Monday, May 31, 2010

O Gemide Olmak Vardı...



O gemide olmak vardı…


Çok kolay rahat koltuklarımız ve son teknoloji televizyonlarımızdan bu vahşeti izlemek. Ne kadar içimiz sızlasa, ne kadar yüreğimiz burkulsa da olamayız, olamıyoruz onlar kadar cesur! İzahı olmayan bu saldırıları tahmin ederek, bir nevi bile bile çıkıldı bu yola. Tabiri caizse “gidemesek de o yolda ölürüz!” dendi, hacca giden karınca misali. Korkmadı onlar. Zira onlara göre tek korkulacak tek bir şey vardı: Allah. Ancak O’ndan korkulurdu ve öyle de yaptılar, “komşuları aç iken tok yatamadılar” ve çıktılar yola bile bile ancak hiç ama hiç korkmadan.


O gemide olmak vardı…


Öyle ya “insani” yardımdı bu. Saldırı anında gemiden bildiren muhabirlerden biri “bu birisinin ancak düşmanına yapacağı bir saldırıdır” derken, belki o anın şoku belki de sadece “insanlığından” dolayı bir noktayı atlıyordu: Herhangi bir eyleminizin başına “insani” sıfatını koyduğunuzda zaten otomatik olarak düşmanı oluyordunuz İsrail’in. İsrail, kendisi kan kusturduğu yetmiyormuş gibi, insanların tamamen sivil bir inisiyatif ile yardım etmesini de çok görüyordu Filistin halkına. Haddi olmadan çok görüyordu. İnsanlar arasındaki ilişki, insanların birbirini sevmesi, birbirlerine yardım etmesi olağandışı geliyordu onlara. Onlar sevginin karşısında, yardımseverliğin karşısında, velhasıl insanlığın karşısında ve dahi “insani” olanın karşısındaydılar. Bunu bir kez daha, üstelik bu kez ayan beyan ortaya koydular.

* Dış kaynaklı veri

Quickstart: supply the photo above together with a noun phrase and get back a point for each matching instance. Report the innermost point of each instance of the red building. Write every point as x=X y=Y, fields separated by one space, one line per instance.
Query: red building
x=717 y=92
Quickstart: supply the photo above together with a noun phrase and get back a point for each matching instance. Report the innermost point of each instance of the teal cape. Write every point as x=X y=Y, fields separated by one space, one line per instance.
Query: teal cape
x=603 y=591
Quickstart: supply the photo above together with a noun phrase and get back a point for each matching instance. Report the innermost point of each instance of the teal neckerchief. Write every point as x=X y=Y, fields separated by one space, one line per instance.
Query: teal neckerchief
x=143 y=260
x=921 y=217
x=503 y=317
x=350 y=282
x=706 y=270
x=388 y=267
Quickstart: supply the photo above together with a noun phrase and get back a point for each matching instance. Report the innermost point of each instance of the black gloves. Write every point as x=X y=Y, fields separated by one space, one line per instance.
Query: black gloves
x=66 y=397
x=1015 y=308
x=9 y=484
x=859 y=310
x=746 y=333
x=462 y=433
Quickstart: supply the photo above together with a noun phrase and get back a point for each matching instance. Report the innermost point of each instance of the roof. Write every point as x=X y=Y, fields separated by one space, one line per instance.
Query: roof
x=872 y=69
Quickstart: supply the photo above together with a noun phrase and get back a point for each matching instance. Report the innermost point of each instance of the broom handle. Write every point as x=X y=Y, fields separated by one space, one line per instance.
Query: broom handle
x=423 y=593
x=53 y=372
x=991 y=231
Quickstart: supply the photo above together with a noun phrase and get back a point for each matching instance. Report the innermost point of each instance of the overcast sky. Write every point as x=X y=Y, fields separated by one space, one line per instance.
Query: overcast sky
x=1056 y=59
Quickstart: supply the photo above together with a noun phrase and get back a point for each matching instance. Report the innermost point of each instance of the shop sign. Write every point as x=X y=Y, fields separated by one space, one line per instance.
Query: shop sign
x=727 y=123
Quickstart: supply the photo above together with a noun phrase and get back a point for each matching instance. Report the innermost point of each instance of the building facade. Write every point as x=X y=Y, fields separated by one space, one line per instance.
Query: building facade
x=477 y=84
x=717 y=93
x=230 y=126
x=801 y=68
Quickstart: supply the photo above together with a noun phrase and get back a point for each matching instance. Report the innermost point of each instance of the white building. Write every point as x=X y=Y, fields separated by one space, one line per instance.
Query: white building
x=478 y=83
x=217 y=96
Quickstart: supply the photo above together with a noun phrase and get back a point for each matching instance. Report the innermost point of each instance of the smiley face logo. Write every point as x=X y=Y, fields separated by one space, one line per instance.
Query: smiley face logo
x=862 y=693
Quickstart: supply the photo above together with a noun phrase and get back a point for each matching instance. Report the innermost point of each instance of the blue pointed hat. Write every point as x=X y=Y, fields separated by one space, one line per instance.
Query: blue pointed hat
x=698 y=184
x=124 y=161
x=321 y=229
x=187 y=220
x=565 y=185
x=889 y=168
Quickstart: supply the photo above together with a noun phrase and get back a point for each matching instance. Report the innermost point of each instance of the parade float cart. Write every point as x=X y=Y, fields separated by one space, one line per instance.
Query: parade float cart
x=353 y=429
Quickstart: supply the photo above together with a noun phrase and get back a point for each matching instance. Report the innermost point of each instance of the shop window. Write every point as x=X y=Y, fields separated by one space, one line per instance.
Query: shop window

Saldırdılar, yardım kafilesinde bir yakını bulunan bir hanımın ifadesiyle, çakı bıçağı dahi taşımayan bir “insani” konvoya. Saldırdılar, içlerinde 11 aylık bir bebeğin olduğu, “insani” bir konvoya. Saldırdılar, yaşlısından gencine, tamamen kendi istekleriyle zor durumdaki insanlara “insani” yardım yapmak isteyen “insani” bir konvoya.


Ve o konvoy, bu namert saldırıyla insanlığından hiçbir şey kaybetmeyip, aksine insanlığına insanlık, şan, şeref kattığı gibi, bu namert saldırıyı gerçekleştirenler “insani” olan her şeyden uzaklıklarını tescil etmiş oldular böylece.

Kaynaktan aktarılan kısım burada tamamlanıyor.